Adjust `GaussianCDFEncoding` and related stuff for new encoding API

kahaaga commented 1 year ago

I have now adjusted the codebase so that GaussianCDFEncoding obeys the encoding API. This addresses another point in #190.

Previously, GaussianCDFEncoding was only applicable to vector-valued input, meaning that we had to encode an entire timeseries in bulk. By adjusting the type from GaussianCDFEncoding(; c::Int = 3) to GaussianCDFEncoding(; μ, σ, c::Int = 3), we now require the user to explicitly specify the mean and standard deviation of the desired normal CDF. Thus, encode and decode now both handle scalar-valued inputs (i.e. no need for entire timeseries, because μ and σ must be pre-computed).
In the Dispersion struct, instead of explicitly constructing an encoding (i.e. GaussianCDFEncoding), we just use c::Int, which dictates how many bins to divide the range of the CDF into. However, we add a field encoding, which specifies a type of encoding, and can be any encoding type that accepts the keyword c. The default is GaussianCDFEncoding. It is now trivial to replace GaussianCDFEncoding with WhateverCDFEncoding, by just doing e.g. Dispersion(; encoding = WhateverCDFEncoding, c = 5). Internally, this will instantiate a WhateverCDFEncoding(; c = 5) in the relevant location in the code. However, the encoding field is not yet part of the public API. I don't think it should be public yet either, because I have an idea to make this even more generic.
Empirical mean and standard deviation computations for Dispersion are delegated to symbolize_for_dispersion, which also instantiates the encoding.
I let the linear mapping from the (0, 1) range of the CDF to the integers 1, 2, ..., c to just use an equidistant binning. This is essentially a FixedRectangularBinning(0, 1, c) (but without explicitly constructing a `RectangularBinEncoding, since it would have to be constructed once per encoding, which is expensive). This differs slightly from the original paper, but makes much more sense. This choice is now well documented, and makes much more intuitive sense than the previous mapping.

The alternative to this entire approach would be to extend the encoding API to be defined for vector-valued inputs, which I don't want to do, because it complicates things unnecessarily.
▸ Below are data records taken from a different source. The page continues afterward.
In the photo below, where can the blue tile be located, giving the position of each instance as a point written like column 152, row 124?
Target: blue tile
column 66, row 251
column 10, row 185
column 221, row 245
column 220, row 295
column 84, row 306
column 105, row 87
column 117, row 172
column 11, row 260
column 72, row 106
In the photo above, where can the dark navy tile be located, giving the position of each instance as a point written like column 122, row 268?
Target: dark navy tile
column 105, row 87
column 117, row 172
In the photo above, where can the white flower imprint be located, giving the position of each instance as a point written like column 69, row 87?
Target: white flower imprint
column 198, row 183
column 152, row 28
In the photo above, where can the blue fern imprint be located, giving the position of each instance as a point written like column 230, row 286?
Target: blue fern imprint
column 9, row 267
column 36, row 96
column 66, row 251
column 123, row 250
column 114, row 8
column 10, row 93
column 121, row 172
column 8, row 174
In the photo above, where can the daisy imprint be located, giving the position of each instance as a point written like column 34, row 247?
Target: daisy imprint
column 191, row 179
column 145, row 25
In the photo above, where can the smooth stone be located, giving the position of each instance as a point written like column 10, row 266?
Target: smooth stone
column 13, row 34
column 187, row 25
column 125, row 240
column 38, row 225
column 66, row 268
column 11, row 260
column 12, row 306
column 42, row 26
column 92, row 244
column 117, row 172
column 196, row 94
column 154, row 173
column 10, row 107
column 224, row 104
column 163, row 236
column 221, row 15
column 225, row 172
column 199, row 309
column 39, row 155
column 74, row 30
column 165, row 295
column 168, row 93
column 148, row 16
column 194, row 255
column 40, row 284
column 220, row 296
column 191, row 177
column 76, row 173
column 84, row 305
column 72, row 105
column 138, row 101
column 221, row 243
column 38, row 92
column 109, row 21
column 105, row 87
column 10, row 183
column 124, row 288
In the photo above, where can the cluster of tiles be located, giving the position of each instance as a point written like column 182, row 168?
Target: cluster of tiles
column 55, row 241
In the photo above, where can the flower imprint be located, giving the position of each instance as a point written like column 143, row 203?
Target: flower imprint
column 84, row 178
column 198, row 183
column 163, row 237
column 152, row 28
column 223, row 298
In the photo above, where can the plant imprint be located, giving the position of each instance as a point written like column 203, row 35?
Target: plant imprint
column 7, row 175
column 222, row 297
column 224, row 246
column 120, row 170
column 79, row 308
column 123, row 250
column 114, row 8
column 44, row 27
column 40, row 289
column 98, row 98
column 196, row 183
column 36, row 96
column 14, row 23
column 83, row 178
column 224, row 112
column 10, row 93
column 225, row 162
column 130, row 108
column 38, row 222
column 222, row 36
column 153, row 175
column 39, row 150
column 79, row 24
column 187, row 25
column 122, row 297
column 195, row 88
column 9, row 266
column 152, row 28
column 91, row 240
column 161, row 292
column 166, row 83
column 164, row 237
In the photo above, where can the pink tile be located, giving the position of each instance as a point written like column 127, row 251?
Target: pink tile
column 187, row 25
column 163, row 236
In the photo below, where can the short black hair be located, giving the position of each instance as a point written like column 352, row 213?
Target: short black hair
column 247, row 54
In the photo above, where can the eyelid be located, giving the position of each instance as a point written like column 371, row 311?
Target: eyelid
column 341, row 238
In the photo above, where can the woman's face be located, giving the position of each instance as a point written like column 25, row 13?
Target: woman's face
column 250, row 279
I think the approach here is more elegant anyways, because it is now trivial to user some other encoding by just specifying the encoding keyword to Dispersion (again, this is not in the public API atm).

Other stuff:

Fixed some more NaiveKernel tests.
[x] Test pass.
[x] Documentation generation is successful.

@datseris I will merge this immediately when CI is done, so I can finish up #126 (which depends on this stuff). If you have any comments, just leave them here (or open issues if necessary), and I will address them while working on #126.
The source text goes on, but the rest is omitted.